Mixing time of a kinetically constrained spin model on trees: power law scaling at criticality

On the rooted $k$-ary tree we consider a 0-1 kinetically constrained spin model in which the occupancy variable at each node is re-sampled with rate one from the Bernoulli(p) measure iff all its children are empty. For this process the following picture was conjectured to hold. As long as $p$ is below the percolation threshold $p_c=1/k$ the process is ergodic with a finite relaxation time while, for $p>p_c$, the process on the infinite tree is no longer ergodic and the relaxation time on a finite regular sub-tree becomes exponentially large in the depth of the tree. At the critical point $p=p_c$ the process on the infinite tree is still ergodic but with an infinite relaxation time. Moreover, on finite sub-trees, the relaxation time grows polynomially in the depth of the tree. The conjecture was recently proved by the second and forth author except at criticality.
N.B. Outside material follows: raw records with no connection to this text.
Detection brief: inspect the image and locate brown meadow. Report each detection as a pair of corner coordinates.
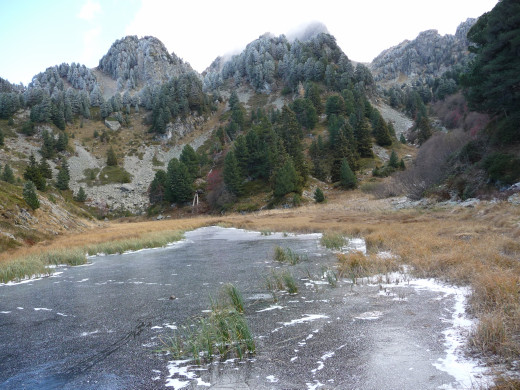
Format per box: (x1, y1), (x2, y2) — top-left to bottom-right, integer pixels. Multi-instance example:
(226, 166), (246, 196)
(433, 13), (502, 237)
(0, 191), (520, 382)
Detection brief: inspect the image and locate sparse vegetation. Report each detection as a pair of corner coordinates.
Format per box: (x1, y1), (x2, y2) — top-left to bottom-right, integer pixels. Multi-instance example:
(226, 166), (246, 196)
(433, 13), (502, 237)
(274, 246), (303, 265)
(0, 231), (182, 283)
(162, 286), (256, 364)
(320, 232), (347, 250)
(265, 270), (298, 299)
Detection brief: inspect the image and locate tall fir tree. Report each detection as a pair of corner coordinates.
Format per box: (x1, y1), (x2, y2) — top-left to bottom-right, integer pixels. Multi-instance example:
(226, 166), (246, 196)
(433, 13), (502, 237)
(23, 154), (47, 191)
(374, 116), (392, 146)
(339, 158), (357, 189)
(273, 157), (301, 198)
(180, 144), (199, 179)
(462, 0), (520, 143)
(39, 158), (52, 179)
(2, 164), (15, 184)
(148, 169), (168, 204)
(279, 106), (308, 187)
(223, 151), (244, 196)
(107, 146), (117, 167)
(388, 150), (399, 169)
(166, 158), (193, 203)
(56, 159), (70, 191)
(354, 117), (374, 157)
(74, 187), (87, 203)
(233, 135), (250, 176)
(22, 181), (40, 210)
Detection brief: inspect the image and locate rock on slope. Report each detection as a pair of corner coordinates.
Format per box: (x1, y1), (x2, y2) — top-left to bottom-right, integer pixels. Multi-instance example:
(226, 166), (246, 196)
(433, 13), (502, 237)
(370, 19), (476, 83)
(98, 35), (193, 89)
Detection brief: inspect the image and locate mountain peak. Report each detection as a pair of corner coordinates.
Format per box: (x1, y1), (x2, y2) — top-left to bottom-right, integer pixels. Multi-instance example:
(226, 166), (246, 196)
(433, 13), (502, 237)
(98, 35), (192, 89)
(287, 21), (329, 42)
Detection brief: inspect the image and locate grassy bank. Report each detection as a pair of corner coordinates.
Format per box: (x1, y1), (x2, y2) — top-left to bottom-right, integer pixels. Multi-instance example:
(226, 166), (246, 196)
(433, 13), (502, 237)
(0, 191), (520, 380)
(0, 230), (183, 283)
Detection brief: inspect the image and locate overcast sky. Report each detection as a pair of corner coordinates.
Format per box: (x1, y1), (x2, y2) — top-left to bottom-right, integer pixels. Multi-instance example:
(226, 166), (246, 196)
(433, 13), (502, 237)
(0, 0), (497, 85)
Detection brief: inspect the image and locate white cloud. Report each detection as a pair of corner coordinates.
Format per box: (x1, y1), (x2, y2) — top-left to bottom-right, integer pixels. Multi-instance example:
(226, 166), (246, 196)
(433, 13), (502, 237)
(126, 0), (497, 71)
(77, 0), (101, 22)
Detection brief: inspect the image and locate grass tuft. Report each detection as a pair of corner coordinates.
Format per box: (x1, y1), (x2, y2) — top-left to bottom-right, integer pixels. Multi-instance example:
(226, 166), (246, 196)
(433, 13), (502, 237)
(265, 270), (298, 299)
(224, 283), (244, 313)
(162, 285), (256, 364)
(274, 246), (304, 265)
(0, 231), (183, 283)
(320, 232), (347, 250)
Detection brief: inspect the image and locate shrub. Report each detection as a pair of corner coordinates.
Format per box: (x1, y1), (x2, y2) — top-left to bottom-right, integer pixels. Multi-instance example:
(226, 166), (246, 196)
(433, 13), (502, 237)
(483, 152), (520, 184)
(314, 187), (325, 203)
(76, 187), (87, 203)
(107, 147), (117, 167)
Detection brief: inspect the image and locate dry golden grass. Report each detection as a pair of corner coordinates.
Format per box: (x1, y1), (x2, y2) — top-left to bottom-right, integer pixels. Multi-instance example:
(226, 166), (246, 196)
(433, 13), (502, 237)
(0, 191), (520, 374)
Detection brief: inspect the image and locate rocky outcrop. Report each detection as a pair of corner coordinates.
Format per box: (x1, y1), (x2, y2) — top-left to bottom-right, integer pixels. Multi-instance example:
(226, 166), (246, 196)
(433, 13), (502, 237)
(98, 35), (193, 90)
(105, 119), (121, 131)
(370, 19), (476, 83)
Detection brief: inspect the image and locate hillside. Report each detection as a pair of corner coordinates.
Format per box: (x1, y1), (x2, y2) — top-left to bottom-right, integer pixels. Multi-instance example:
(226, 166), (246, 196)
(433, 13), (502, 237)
(0, 2), (516, 250)
(369, 19), (476, 86)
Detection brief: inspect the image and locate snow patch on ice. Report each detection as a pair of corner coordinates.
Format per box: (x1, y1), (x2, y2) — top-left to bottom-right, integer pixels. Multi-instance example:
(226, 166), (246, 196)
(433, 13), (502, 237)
(354, 311), (383, 320)
(166, 360), (200, 389)
(305, 380), (325, 390)
(282, 314), (329, 326)
(256, 305), (283, 313)
(164, 323), (177, 330)
(81, 329), (99, 337)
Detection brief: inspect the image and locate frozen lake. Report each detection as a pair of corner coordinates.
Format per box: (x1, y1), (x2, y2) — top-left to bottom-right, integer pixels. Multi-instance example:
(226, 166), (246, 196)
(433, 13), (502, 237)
(0, 227), (485, 389)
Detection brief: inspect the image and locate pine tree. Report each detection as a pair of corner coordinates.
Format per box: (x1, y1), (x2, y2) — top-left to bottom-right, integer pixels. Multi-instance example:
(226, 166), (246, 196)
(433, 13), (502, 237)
(56, 131), (69, 152)
(2, 164), (15, 184)
(40, 130), (55, 159)
(273, 158), (300, 198)
(386, 121), (397, 139)
(305, 83), (323, 115)
(388, 150), (399, 169)
(148, 169), (167, 204)
(107, 146), (117, 167)
(165, 158), (193, 203)
(75, 187), (87, 203)
(223, 151), (244, 196)
(56, 161), (70, 191)
(99, 99), (112, 120)
(279, 106), (308, 186)
(314, 187), (325, 203)
(180, 144), (199, 179)
(22, 181), (40, 210)
(417, 115), (432, 145)
(23, 154), (47, 191)
(354, 118), (374, 157)
(39, 158), (52, 179)
(375, 117), (392, 146)
(233, 135), (250, 176)
(339, 158), (357, 189)
(462, 0), (520, 142)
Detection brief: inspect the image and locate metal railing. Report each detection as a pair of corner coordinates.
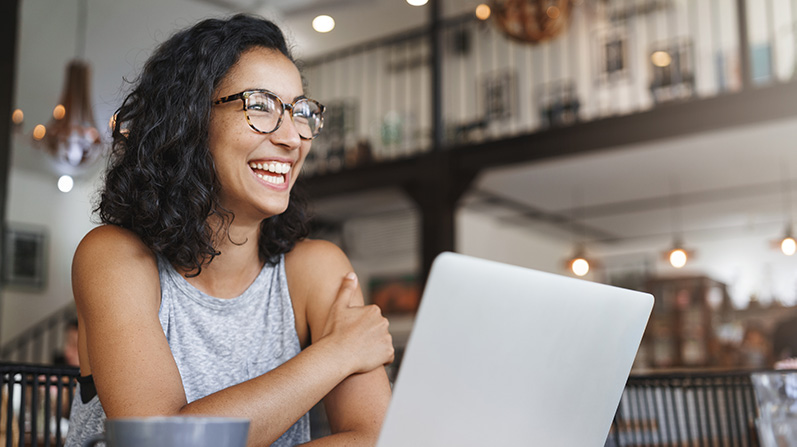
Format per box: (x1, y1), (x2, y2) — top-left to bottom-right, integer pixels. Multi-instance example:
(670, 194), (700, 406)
(606, 372), (759, 447)
(303, 0), (797, 175)
(0, 363), (80, 447)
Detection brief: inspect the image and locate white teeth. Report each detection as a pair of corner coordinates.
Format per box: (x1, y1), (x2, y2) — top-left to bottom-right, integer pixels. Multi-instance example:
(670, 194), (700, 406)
(257, 174), (285, 185)
(249, 162), (291, 174)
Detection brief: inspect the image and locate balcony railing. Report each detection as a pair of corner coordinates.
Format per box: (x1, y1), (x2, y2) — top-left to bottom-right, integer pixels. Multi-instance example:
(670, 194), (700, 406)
(303, 0), (797, 175)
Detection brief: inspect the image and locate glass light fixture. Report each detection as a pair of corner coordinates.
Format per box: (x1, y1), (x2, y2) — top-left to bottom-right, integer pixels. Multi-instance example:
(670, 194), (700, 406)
(780, 235), (797, 256)
(476, 3), (492, 20)
(33, 124), (47, 141)
(58, 175), (75, 193)
(669, 248), (689, 269)
(663, 239), (694, 269)
(565, 244), (595, 276)
(11, 109), (25, 125)
(570, 258), (589, 276)
(313, 14), (335, 33)
(650, 50), (672, 68)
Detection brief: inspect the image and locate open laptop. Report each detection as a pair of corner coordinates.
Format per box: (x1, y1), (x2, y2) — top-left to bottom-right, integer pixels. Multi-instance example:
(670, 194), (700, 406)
(377, 253), (653, 447)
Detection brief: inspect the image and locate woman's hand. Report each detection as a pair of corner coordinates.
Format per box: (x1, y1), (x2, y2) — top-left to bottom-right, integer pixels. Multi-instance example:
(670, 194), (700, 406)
(321, 273), (394, 374)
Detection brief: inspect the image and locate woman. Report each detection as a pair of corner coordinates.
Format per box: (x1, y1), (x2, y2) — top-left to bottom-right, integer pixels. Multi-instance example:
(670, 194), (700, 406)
(67, 15), (393, 446)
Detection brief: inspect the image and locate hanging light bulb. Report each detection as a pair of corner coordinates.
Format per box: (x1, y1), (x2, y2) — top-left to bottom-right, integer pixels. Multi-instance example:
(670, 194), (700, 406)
(780, 235), (797, 256)
(476, 3), (492, 20)
(772, 226), (797, 256)
(565, 244), (596, 276)
(663, 239), (694, 269)
(570, 258), (589, 276)
(669, 248), (689, 269)
(11, 109), (25, 126)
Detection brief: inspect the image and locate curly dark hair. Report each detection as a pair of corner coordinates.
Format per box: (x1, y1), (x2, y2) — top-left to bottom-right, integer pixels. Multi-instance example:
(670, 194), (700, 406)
(95, 14), (309, 276)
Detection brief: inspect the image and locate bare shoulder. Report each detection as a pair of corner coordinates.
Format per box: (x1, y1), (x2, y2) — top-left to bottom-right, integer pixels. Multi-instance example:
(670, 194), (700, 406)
(285, 239), (351, 275)
(72, 225), (159, 312)
(285, 239), (362, 346)
(75, 225), (155, 262)
(285, 239), (352, 299)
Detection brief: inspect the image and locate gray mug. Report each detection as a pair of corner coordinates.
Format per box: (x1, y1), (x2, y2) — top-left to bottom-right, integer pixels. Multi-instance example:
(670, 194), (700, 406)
(83, 416), (249, 447)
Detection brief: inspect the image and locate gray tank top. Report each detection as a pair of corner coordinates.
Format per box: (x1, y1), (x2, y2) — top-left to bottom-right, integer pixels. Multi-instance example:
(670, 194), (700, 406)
(66, 256), (310, 447)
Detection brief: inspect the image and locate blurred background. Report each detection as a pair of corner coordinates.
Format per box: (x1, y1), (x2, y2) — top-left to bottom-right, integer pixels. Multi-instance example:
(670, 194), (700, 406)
(0, 0), (797, 370)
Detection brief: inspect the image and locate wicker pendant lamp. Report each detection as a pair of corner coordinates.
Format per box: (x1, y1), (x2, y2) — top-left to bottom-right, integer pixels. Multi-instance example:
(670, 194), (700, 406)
(492, 0), (572, 43)
(41, 0), (103, 175)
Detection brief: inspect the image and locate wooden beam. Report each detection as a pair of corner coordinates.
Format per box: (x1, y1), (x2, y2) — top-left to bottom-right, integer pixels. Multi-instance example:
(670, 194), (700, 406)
(0, 0), (20, 342)
(447, 81), (797, 170)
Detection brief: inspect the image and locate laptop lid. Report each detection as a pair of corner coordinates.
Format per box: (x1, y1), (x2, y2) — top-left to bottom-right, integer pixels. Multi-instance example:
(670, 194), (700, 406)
(377, 253), (653, 447)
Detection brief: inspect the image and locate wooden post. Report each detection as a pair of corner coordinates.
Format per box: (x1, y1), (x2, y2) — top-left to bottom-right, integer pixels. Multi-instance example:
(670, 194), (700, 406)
(0, 0), (19, 344)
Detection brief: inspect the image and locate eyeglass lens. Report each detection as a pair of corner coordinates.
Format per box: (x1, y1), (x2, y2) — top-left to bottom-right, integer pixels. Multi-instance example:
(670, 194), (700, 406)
(246, 92), (322, 139)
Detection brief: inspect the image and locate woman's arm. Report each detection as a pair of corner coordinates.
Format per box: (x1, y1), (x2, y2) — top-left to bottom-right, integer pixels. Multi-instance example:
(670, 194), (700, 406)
(286, 241), (393, 446)
(72, 226), (392, 445)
Here we analyse the critical and quasi-critical case and prove for the relevant time scales: (i) power law behaviour in the depth of the tree at $p=p_c$ and (ii) power law scaling in $(p_c-p)^{-1}$ when $p$ approaches $p_c$ from below. Our results, which are very close to those obtained recently for the Ising model at the spin glass critical point, represent the first rigorous analysis of a kinetically constrained model at criticality.